JAKARTA, Direktur Amnesty International Indonesia Usman Hamid menyoroti pernyataan kontroversial Menteri Kebudayaan Fadli Zon yang mengategorikan perkosaan massal Mei 1998 sebagai “rumor”. Karena banyaknya kejanggalan atas pikiran sang menteri, Usman dan aktivis perempuan pun menolak pemerintah menggarap proyek penulisan sejarah nasional.

“Pernyataan menteri yang menyebut perkosaan massal sebagai rumor justru tidak berhati-hati secara akademik. Ini bertentangan dengan laporan Tim Gabungan Pencari Fakta (TGPF) yang melibatkan menteri strategis era Habibie,” tegas Usman dalam diskusi yang digelar Koalisi Perempuan Indonesia, Selasa (2/11).

Read More

Usman menegaskan, penyangkalan ini mengabaikan otoritas laporan resmi yang telah diserahkan kepada Presiden BJ Habibie. “Laporan TGPF mencantumkan temuan perkosaan sistematis di Jakarta, Surabaya, Solo, dan Medan. Mengapa menteri sekarang yang tak terlibat dalam proses pencarian fakta justru berani menyangkal?” ujarnya.

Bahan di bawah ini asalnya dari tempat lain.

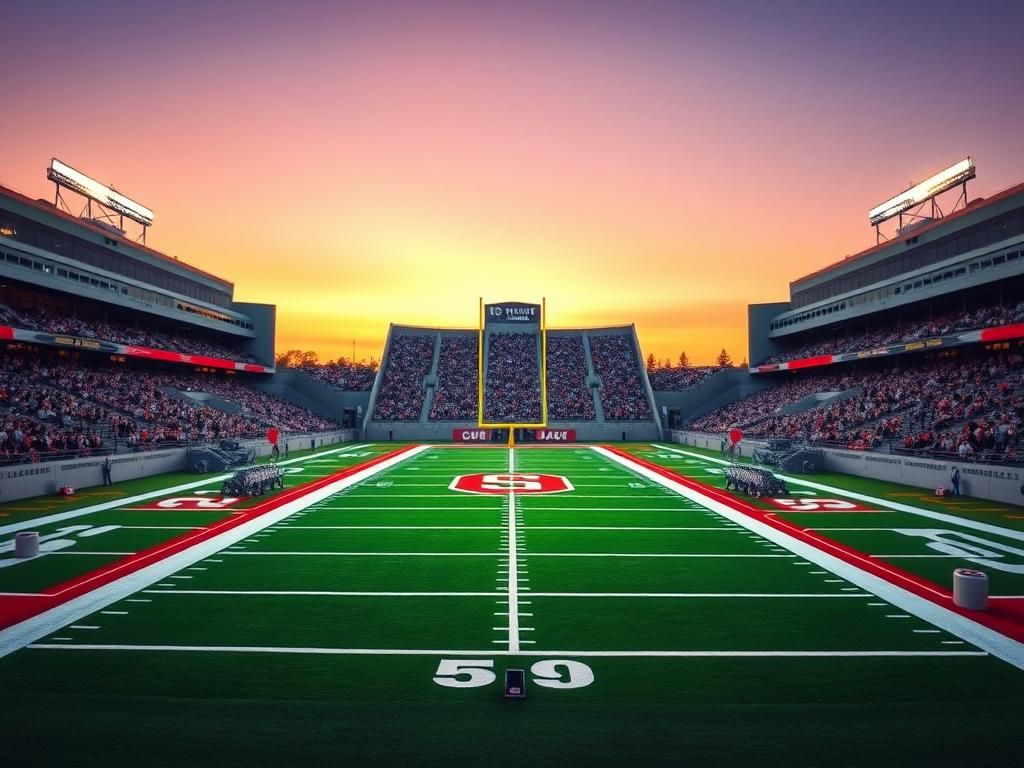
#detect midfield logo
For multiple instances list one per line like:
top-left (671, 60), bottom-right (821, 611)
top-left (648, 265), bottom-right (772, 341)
top-left (449, 473), bottom-right (574, 495)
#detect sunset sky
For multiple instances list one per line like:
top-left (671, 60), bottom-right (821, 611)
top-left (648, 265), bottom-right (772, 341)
top-left (3, 0), bottom-right (1022, 364)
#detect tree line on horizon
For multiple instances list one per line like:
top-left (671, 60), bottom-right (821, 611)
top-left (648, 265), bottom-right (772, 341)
top-left (275, 349), bottom-right (379, 370)
top-left (645, 349), bottom-right (745, 371)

Aktivis emansipasi perempuan Nursyahbani Katjasungkana menambahkan, penyangkalan ini melanjutkan tradisi impunitas.

“Selama 25 tahun, tak ada tindak lanjut atas rekomendasi TGPF. Kini, alih-alih memenuhi rekomendasi itu, pemerintah malah menghidupkan kembali penyangkalan melalui proyek penulisan sejarah,” kritik Nursyahbani, koordinator International People’s Tribunal 1965 ini.

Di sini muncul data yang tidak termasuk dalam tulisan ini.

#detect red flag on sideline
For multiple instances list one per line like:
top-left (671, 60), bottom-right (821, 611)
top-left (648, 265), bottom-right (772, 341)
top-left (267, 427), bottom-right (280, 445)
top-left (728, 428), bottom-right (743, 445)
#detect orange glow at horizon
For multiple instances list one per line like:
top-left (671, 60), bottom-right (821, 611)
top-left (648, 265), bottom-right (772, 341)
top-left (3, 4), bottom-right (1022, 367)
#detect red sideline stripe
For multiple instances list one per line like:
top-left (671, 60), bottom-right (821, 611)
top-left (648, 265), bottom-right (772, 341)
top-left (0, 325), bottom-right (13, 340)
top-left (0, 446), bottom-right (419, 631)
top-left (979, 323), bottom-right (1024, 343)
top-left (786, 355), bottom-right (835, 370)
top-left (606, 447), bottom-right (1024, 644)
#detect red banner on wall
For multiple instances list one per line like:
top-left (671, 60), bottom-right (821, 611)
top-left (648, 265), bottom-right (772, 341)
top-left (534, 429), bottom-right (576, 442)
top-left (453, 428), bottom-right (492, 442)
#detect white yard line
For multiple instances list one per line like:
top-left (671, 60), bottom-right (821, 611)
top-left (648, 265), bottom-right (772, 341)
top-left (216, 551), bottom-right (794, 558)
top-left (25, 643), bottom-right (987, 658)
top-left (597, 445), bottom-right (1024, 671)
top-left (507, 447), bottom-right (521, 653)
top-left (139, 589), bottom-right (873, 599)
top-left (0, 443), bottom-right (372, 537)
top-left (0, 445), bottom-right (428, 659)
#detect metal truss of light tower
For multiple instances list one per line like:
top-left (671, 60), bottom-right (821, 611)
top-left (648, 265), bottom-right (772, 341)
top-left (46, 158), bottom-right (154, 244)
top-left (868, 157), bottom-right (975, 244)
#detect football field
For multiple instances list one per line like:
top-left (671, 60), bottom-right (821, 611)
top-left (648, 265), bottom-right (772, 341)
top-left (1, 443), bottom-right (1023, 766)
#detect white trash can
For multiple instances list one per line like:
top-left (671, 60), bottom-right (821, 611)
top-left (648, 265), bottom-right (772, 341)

Dia mengingatkan, selain TGPF, laporan Komnas HAM, Komnas Perempuan, dan pelapor khusus PBB Radhika Coomaraswamy telah mengonfirmasi kekerasan seksual massal. “Ironisnya, laporan PBB yang diundang pemerintah justru ditolak di forum internasional oleh Indonesia sendiri,” ungkapnya.

Kedua tokoh menolak keras upaya pembentukan narasi tunggal sejarah.

“Pola ini persis seperti rekayasa sejarah 1965 oleh Orde Baru. Kini mereka berusaha menghapus memori kekerasan 1998 dengan dalih ‘kehati-hatian akademik’,” pungkas Usman.

Protes ini muncul menyusul rencana Kementerian Kebudayaan menerbitkan buku sejarah resmi yang diduga akan mereduksi pelanggaran HAM masa lalu.

Nursyahbani menegaskan, korban kekerasan negara berhak atas pengakuan. “Mengatakan ‘tidak ada bukti’ sambil mengabaikan konteks politik dan ketakutan korban melapor adalah bentuk pengaburan baru atas kejahatan kemanusiaan,” tegasnya.